Integrating pathway knowledge with deep neural networks to reduce the dimensionality in single-cell RNA-seq data.

Abstract

Single-cell RNA sequencing (scRNA-seq) data provide valuable insights into cellular heterogeneity which is significantly improving the current knowledge on biology and human disease. One of the main applications of scRNA-seq data analysis is the identification of new cell types and cell states. Deep neural networks (DNNs) are among the best methods to address this problem. However, this performance comes with the trade-off for a lack of interpretability in the results. In this work we propose an intelligible pathway-driven neural network to correctly solve cell-type related problems at single-cell resolution while providing a biologically meaningful representation of the data. In this study, we explored the deep neural networks constrained by several types of prior biological information, e.g. signaling pathway information, as a way to reduce the dimensionality of the scRNA-seq data. We have tested the proposed biologically-based architectures on thousands of cells of human and mouse origin across a collection of public datasets in order to check the performance of the model. Specifically, we tested the architecture across different validation scenarios that try to mimic how unknown cell types are clustered by the DNN and how it correctly annotates cell types by querying a database in a retrieval problem. Moreover, our approach demonstrated to be comparable to other less interpretable DNN approaches constrained by using protein-protein interactions gene regulation data.

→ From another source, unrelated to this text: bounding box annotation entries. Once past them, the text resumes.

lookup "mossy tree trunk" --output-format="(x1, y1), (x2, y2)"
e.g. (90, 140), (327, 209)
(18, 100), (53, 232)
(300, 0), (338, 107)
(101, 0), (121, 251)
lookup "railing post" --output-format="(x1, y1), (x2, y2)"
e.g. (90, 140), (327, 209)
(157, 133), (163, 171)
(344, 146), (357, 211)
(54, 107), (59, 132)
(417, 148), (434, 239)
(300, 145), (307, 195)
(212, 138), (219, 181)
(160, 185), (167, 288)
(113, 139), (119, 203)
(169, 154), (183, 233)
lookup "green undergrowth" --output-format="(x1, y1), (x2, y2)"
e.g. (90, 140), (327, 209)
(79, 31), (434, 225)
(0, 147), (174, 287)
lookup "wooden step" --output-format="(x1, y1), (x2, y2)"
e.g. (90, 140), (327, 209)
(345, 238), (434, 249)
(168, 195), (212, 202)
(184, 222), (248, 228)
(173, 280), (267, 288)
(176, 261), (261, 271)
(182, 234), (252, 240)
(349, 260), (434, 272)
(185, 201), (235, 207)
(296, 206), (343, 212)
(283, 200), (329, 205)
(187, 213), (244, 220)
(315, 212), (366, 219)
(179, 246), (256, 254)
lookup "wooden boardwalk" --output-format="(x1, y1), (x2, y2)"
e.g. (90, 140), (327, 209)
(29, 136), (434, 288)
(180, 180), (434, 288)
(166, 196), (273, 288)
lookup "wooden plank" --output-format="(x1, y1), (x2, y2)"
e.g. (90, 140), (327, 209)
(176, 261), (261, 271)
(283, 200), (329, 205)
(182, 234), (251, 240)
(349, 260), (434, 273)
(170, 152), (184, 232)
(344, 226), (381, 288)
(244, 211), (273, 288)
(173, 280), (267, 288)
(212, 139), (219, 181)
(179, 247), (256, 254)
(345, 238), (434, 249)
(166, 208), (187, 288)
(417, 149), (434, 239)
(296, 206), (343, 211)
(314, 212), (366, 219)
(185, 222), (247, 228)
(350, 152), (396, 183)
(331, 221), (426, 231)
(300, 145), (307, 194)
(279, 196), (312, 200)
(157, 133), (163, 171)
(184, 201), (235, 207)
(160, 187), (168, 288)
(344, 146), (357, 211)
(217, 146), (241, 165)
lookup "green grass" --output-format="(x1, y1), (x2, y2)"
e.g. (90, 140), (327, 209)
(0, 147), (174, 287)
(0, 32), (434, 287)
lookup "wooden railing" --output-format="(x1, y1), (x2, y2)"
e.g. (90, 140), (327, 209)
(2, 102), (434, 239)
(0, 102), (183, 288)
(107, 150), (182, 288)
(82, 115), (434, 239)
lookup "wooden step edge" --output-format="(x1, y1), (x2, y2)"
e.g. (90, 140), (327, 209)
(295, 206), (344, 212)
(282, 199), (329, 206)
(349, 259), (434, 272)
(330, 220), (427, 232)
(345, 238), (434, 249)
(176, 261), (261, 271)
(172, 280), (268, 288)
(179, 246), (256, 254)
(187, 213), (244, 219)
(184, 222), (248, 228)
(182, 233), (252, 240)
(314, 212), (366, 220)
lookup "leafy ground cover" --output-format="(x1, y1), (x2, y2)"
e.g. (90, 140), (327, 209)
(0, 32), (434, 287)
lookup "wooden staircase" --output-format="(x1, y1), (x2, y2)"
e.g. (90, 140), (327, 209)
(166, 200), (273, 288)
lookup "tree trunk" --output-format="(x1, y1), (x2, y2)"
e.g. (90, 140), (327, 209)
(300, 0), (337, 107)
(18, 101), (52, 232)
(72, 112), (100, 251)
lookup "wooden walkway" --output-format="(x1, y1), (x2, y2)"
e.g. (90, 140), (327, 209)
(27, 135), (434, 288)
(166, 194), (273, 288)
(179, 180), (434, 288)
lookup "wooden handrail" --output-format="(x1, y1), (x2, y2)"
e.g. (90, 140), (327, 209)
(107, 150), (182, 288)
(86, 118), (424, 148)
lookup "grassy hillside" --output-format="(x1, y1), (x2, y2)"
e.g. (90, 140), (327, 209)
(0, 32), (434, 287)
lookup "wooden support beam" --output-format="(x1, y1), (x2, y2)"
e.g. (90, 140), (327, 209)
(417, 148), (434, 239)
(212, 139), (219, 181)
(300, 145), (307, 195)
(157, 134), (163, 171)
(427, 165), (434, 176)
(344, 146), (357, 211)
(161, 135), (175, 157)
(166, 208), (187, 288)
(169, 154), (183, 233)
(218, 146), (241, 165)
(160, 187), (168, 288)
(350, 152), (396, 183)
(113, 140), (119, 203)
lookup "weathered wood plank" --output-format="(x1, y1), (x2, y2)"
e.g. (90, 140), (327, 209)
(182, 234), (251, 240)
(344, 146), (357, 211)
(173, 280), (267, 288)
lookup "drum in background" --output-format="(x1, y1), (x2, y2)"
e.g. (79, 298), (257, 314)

Finally, we show how the latent structure learned by the network could be used to visualize and to interpret the composition of human single cell datasets. Here we demonstrate how the integration of pathways, which convey fundamental information on functional relationships between genes, with DNNs, that provide an excellent classification framework, results in an excellent alternative to learn a biologically meaningful representation of scRNA-seq data. In addition, the introduction of prior biological knowledge in the DNN reduces the size of the network architecture. Comparative results demonstrate a superior performance of this approach with respect to other similar approaches. As an additional advantage, the use of pathways within the DNN structure enables easy interpretability of the results by connecting features to cell functionalities by means of the pathway nodes, as demonstrated with an example with human melanoma tumor cells.